There’s a logical core on the floor for Houston, with sophomore setter Annie Cooke running the show (471 assists, 10.02 per set) and primary outside hitter Abbie Jackson piling up kills (171 overall, 3.64 per set). Winning teams will always need a sense of balance, and the Cougars are enjoying that as well with good kill totals from Idaho transfer Kennedy Warren (109), Isabel Theut (98) and Kortlyn Henderson (92). Defensively, there’s a constant push at the net from Rachel Tullos (57 blocks).
Developing more touches and impact from the middles and establishing a deeper bench have also been important developments. It’s led to nice wins over Power 5 teams such as Oregon State, Oklahoma and Mississippi State and competitive losses to Texas A&M and Alabama.
“And there are growing pains that come with that success, the growing pains of being on somebody’s scouting report. But we’ve been able to rely on an all-conference setter and an all-conference outside (in Cooke and Jackson),” Rehr said. “Abbie is not just a banger; she can cut-roll and play any style she needs and can pass with the best of them, a true volleyball player.
“Kennedy came in as a transfer to help take some pressure off Abbie. We’ve had some great matches from (others), and we were looking to get some balance because we were so heavy on Abbie and Kortlyn last year. We can move some things around and not just be stuck praying that Abbie or Kortlyn doesn’t get hurt.”
Houston was picked second behind Central Florida in the AAC preseason poll, another sign of respect and evolution from 2016-18 when the Cougars were 34-58 overall.

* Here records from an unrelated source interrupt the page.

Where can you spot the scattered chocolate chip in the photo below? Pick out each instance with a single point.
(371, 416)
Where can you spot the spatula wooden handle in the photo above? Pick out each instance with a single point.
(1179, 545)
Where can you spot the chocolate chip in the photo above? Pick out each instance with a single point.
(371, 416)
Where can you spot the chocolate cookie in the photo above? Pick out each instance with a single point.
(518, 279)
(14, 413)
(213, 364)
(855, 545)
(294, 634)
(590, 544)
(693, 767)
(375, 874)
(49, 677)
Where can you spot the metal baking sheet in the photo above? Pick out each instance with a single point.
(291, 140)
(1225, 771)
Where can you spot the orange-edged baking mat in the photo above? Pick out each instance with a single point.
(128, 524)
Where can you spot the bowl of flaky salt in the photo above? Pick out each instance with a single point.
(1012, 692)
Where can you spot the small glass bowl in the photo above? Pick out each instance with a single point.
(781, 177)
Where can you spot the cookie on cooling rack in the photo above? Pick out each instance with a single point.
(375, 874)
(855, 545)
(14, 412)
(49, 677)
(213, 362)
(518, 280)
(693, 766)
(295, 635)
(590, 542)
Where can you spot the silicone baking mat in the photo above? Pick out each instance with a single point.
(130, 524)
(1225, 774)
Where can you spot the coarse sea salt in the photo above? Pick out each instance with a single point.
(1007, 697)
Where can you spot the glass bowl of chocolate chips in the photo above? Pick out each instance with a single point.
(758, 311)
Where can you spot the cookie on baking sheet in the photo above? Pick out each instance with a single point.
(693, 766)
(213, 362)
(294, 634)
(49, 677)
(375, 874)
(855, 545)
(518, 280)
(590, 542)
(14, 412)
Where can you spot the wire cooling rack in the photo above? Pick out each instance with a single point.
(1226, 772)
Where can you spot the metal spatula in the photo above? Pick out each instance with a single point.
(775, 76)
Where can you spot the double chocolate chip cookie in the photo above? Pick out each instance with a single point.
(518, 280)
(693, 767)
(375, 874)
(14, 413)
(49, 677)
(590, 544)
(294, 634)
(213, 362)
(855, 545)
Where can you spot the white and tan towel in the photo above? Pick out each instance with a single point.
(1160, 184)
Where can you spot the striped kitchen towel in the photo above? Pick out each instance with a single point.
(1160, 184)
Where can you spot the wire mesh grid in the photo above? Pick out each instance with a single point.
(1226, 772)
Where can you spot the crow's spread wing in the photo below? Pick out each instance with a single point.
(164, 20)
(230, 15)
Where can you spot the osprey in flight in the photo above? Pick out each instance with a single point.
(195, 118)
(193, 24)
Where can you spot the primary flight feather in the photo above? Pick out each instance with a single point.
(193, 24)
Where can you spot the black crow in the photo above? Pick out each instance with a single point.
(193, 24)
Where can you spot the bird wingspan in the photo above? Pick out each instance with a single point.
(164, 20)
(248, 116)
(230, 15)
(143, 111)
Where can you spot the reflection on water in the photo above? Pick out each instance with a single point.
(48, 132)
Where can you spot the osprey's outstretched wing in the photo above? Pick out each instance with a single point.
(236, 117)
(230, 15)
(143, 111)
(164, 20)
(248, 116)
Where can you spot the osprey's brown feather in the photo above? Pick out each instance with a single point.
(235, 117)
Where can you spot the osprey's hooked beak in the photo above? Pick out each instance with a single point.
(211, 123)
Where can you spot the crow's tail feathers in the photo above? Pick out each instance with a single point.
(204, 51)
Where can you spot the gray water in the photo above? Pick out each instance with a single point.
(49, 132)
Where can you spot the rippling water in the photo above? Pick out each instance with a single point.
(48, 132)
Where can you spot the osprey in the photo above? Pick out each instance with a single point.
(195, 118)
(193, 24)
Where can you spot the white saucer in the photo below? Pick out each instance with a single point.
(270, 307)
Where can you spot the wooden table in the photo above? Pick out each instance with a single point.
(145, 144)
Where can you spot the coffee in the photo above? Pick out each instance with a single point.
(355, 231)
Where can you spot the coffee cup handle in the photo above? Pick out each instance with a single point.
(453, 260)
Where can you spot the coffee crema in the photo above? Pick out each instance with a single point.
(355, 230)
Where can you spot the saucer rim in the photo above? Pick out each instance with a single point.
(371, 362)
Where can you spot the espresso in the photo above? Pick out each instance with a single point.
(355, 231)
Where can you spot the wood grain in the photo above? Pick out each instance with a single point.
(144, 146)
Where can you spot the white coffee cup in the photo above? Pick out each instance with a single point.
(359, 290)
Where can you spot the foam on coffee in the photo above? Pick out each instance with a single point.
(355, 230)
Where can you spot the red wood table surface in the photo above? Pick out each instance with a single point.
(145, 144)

Rehr readily admits there’s a long line of accomplished programs in and around Texas, which on the surface makes it hard for Houston to get noticed, even if there are recent improvements to facilities, locker rooms and practice courts. The Cougars are starting to get longer looks at players who have entered the transfer portal, and it’s likely more bright light will shine when the school moves to the Big 12 Conference in a couple of years, making Houston more appealing to the vast supply of top-shelf club talent in the city that, for now, tends to look elsewhere.
“There are moments where it’s exactly that, a daunting challenge. I’ll be at these huge club events and be surrounded by those who are there for the same talent you’re after,” Rehr said. “Big names, Power 5’s, and you’re fearful of getting beat out because of their name. But I like being the underdog, building and rebuilding. There’s the potential of this program, knowing the talent around … we’re elevating everything. We’ve got to improve the brand and the outlook on Houston volleyball; we thought it would be three or four years, but we’ve exceeded expectations. Eventually, the kids who should be here will stay home.”
Houston will start against Tulsa and Wichita State (6-3), then take on a serious test with four consecutive league matchups (Tulane, Temple, UCF and South Florida).
Plans for the 2021 NIVC continue to move forward; Houston coach Dave Rehr has participated twice in the event, once while at Arkansas State and once with the Cougars. Said Rehr:
“In basketball they have (multiple) postseason tournaments, and teams rally around tournaments like that. To teach your volleyball team how to play in December is crucial. To have the experience of extra practice and matchups against really quality teams can only make your team better. The volleyball community needs to rally behind the NIVC and see it for the value it is.”